Or atleast that's what it feels like. Anybody know any good jokes? interesting facts or good stories?
I'm writing from my bed, from the laptop my lovely hubby bought some time ago. The laptop I said I couldn't get to grips with. Bored out of my brains I seem to be getting to grips with it quite well now. . I've been in bed for 3 days now. At least I think it is 3 days, I seem to have lost all track of time. This Christmas was obviously meant to teach me some lessons. I'm quite good at life lessons but I'm still working out what this was meant to teach me.
In February I tore a disc in my spine. An MRI scan showed it was cute, actually acute but cute sounds more friendly.

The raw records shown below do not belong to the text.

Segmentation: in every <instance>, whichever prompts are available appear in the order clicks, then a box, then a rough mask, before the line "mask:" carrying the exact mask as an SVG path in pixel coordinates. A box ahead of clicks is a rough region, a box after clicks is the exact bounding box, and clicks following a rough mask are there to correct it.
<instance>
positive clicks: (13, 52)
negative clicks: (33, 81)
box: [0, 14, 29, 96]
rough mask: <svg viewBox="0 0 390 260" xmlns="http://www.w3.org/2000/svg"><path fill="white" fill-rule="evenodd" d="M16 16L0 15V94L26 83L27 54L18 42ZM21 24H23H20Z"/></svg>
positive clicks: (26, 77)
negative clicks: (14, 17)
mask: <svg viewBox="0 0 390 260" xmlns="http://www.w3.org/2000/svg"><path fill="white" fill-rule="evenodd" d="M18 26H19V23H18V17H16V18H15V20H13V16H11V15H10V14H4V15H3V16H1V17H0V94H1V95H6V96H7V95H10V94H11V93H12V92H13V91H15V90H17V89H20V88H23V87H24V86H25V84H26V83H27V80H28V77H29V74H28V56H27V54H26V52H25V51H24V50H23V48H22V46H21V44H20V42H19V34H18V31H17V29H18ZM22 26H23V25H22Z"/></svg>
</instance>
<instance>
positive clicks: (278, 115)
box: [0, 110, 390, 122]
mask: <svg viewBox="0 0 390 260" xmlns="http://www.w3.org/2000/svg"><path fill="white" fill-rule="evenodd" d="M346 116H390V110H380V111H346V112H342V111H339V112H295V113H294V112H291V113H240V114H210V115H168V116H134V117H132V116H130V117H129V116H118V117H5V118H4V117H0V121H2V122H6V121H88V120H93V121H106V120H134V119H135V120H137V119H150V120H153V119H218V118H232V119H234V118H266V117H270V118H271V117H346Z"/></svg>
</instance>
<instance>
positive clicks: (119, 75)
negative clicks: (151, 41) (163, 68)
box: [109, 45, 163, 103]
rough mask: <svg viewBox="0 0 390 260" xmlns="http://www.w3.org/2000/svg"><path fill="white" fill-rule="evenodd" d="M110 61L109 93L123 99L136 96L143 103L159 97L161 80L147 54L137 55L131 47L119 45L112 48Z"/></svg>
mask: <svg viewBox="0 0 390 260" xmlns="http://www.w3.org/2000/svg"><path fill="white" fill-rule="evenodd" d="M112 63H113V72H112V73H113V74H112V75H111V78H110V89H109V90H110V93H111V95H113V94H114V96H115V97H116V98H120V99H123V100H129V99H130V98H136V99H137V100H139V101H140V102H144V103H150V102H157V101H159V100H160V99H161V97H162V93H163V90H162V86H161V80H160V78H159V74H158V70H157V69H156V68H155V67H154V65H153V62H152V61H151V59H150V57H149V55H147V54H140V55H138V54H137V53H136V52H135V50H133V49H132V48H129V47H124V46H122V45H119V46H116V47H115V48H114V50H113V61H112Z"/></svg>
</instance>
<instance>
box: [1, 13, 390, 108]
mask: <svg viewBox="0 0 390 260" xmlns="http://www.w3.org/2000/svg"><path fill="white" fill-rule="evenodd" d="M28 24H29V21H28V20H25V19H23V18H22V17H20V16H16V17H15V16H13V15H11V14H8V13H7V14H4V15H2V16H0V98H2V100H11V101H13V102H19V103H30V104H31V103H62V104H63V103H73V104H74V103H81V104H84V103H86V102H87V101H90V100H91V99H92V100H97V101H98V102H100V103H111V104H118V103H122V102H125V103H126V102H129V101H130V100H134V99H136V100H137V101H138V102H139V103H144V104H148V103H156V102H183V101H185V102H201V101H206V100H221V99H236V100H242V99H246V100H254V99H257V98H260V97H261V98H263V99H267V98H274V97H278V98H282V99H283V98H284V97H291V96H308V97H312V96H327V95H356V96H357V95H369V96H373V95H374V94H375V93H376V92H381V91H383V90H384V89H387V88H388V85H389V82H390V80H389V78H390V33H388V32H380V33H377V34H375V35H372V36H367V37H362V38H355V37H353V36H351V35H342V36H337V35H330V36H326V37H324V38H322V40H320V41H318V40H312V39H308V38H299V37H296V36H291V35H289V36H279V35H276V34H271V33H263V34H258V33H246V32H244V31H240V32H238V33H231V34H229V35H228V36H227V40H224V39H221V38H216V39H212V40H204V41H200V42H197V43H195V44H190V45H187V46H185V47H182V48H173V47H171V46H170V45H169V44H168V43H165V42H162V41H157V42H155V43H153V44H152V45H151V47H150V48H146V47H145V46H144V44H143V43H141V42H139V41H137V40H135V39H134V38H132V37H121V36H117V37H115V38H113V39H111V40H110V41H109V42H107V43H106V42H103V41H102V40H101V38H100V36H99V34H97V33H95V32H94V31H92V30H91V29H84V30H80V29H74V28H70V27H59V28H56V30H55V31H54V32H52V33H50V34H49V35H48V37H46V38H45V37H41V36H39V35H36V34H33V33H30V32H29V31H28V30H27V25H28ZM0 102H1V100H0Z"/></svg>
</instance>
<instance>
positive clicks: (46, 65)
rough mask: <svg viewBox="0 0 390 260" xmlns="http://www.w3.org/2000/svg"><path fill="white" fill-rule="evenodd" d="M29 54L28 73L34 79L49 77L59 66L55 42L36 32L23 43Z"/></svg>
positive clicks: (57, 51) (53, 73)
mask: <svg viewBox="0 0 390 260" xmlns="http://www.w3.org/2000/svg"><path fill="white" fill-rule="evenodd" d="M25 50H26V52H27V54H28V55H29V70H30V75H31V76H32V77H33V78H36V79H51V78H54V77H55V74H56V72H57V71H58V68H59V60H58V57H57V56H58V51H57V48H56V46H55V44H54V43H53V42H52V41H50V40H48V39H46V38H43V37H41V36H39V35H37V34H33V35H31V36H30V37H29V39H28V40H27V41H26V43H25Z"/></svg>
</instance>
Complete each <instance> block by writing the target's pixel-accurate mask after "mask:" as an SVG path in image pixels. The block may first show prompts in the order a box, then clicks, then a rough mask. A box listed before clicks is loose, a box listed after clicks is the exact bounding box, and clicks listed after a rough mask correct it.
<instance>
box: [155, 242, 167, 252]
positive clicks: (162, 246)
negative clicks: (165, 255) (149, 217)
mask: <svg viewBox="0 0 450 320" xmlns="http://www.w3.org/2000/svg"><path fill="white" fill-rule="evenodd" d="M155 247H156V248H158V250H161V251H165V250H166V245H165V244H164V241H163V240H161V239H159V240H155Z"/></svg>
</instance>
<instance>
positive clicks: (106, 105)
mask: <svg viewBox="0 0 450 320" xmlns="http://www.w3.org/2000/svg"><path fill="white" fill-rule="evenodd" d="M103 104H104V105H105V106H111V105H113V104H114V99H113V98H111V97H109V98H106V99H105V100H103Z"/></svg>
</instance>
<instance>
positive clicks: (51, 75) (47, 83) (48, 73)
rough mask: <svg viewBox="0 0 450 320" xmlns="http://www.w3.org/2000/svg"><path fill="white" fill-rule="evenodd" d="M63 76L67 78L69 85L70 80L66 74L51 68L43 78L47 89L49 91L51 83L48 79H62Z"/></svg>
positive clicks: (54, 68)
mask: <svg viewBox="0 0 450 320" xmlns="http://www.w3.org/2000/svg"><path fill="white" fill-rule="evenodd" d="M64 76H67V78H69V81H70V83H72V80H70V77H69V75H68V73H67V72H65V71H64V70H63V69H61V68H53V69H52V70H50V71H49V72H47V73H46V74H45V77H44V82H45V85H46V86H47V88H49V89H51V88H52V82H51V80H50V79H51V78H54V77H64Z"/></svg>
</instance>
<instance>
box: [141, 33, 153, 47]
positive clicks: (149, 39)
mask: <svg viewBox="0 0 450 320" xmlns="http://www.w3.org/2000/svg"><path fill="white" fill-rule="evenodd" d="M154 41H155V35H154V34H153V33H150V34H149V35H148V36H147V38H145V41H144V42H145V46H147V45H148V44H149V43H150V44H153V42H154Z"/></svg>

As you can imagine it hurt quite a bit. The consultant told me that as it had torn so much it wouldn't knit back together completely, that within 5 years I would have to have the disc removed. Sooner if I didn't look after it. I scoffed at this. At 36 years old I thought it was ridiculous to think I'd be a candidate for spinal surgery. Unfortunately though at the tail end of the flu last week, I coughed just once too much. I felt my back twinge. When I went to stand up I couldn't move. I spent the night on the lounge floor after taking numerous drugs that didn't make any difference. With the only other option an ambulance to hospital. I'm sorry but I'd rather take my chances at home! Since then I've taken a copious amount of drugs - Diazepam, Diclofenac, Tramadol, Co-codamol and Dihydrocodeine. Even with a cocktail of some of these drugs it's only just taking the edge off the pain.

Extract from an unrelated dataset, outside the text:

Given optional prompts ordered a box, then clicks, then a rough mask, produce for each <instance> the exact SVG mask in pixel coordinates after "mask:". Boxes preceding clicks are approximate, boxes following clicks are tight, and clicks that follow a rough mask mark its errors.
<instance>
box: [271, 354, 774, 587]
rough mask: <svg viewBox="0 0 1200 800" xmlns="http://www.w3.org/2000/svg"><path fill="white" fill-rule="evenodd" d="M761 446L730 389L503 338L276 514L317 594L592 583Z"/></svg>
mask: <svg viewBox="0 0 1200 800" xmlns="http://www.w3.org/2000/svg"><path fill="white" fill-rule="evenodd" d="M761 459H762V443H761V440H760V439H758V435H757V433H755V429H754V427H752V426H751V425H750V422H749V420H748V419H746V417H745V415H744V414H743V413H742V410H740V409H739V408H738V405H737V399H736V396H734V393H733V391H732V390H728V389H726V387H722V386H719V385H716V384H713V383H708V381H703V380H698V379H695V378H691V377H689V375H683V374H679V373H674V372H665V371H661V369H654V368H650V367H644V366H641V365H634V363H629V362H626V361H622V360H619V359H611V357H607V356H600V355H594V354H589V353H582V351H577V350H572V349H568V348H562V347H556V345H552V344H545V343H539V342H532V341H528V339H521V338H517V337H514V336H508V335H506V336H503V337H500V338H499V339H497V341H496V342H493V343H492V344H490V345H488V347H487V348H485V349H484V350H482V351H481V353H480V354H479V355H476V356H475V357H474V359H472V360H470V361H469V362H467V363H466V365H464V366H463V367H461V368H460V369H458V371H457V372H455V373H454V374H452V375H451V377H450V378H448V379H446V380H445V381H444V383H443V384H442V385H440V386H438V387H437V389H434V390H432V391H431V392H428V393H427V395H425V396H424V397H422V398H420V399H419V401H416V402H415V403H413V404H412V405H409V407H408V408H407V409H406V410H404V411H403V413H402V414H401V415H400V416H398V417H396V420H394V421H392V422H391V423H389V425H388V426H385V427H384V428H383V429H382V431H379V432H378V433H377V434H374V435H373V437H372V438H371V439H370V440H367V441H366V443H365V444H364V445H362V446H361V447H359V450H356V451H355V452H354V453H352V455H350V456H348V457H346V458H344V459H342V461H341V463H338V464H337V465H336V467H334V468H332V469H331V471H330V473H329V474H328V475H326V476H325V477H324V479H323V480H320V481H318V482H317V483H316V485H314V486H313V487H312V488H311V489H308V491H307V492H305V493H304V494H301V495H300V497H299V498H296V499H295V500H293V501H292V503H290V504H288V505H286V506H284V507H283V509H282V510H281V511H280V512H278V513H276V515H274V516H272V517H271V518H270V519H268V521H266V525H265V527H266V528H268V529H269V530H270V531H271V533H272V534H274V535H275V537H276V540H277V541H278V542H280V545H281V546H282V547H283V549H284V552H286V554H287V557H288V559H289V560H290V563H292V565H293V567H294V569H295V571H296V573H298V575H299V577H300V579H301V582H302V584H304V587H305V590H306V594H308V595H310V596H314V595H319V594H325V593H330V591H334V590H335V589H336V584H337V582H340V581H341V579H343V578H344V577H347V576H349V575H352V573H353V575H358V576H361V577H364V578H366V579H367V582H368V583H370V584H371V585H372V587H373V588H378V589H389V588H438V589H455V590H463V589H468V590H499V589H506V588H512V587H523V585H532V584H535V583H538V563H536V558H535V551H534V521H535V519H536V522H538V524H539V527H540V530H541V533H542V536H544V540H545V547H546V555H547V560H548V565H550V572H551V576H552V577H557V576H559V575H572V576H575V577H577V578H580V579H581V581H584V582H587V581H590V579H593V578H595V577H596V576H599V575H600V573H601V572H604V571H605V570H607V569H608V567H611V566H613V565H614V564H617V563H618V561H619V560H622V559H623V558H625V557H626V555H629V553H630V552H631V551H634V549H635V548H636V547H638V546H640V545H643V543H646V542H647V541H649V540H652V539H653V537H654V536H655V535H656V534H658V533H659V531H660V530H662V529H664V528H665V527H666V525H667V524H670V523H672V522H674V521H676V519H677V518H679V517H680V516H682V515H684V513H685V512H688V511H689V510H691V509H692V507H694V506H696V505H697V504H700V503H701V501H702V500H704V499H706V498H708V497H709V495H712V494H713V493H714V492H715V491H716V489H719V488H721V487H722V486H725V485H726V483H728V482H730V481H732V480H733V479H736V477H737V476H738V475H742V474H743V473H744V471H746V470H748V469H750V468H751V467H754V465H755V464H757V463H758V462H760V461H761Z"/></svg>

On the bright side, at least my back held out until after Christmas. Part of me would rather still have the flu, in place of this of course not on top of this. It's my favourite time of year and so far I've had a week of not being able to taste food and now that I can taste food I can't cook. My husband is rarely at home for this length of time and I'm not able to do stuff with him and the boys. He is taking really good care of me though but weirdly I feel lonely and removed from the famliy. The in-laws arrived yesterday so I know Little and Small will be having fun. Their faces light up when they come into the bedroom and see me. Though Little had a few tears and said he wanted me to be better. Another bonus, Hubby is a fantastic cook and he has just asked if I'd like something special for dinner.
I'm waiting to speak to the pharmacist (he's a lovely man and a good friend of Great Nanny), he's going to talk me through all the drugs that I have and suggest the best way to take them for maximum effect. That way I will hopefully be able to get out of bed and at least feel like part of my family. Who'd have thought I'd be a junkie before the year was out! Hubs did start talking about celebrities who have become addicted to prescription drugs last night. I think he's a little concerned... He needn't be - I can't stand taking them. If I was in to taking tablets I'd have taken those slimming ones years ago and lost a few pounds!
Where's my lunch? He offered a smoked salmon sandwhich - at least half an hour ago!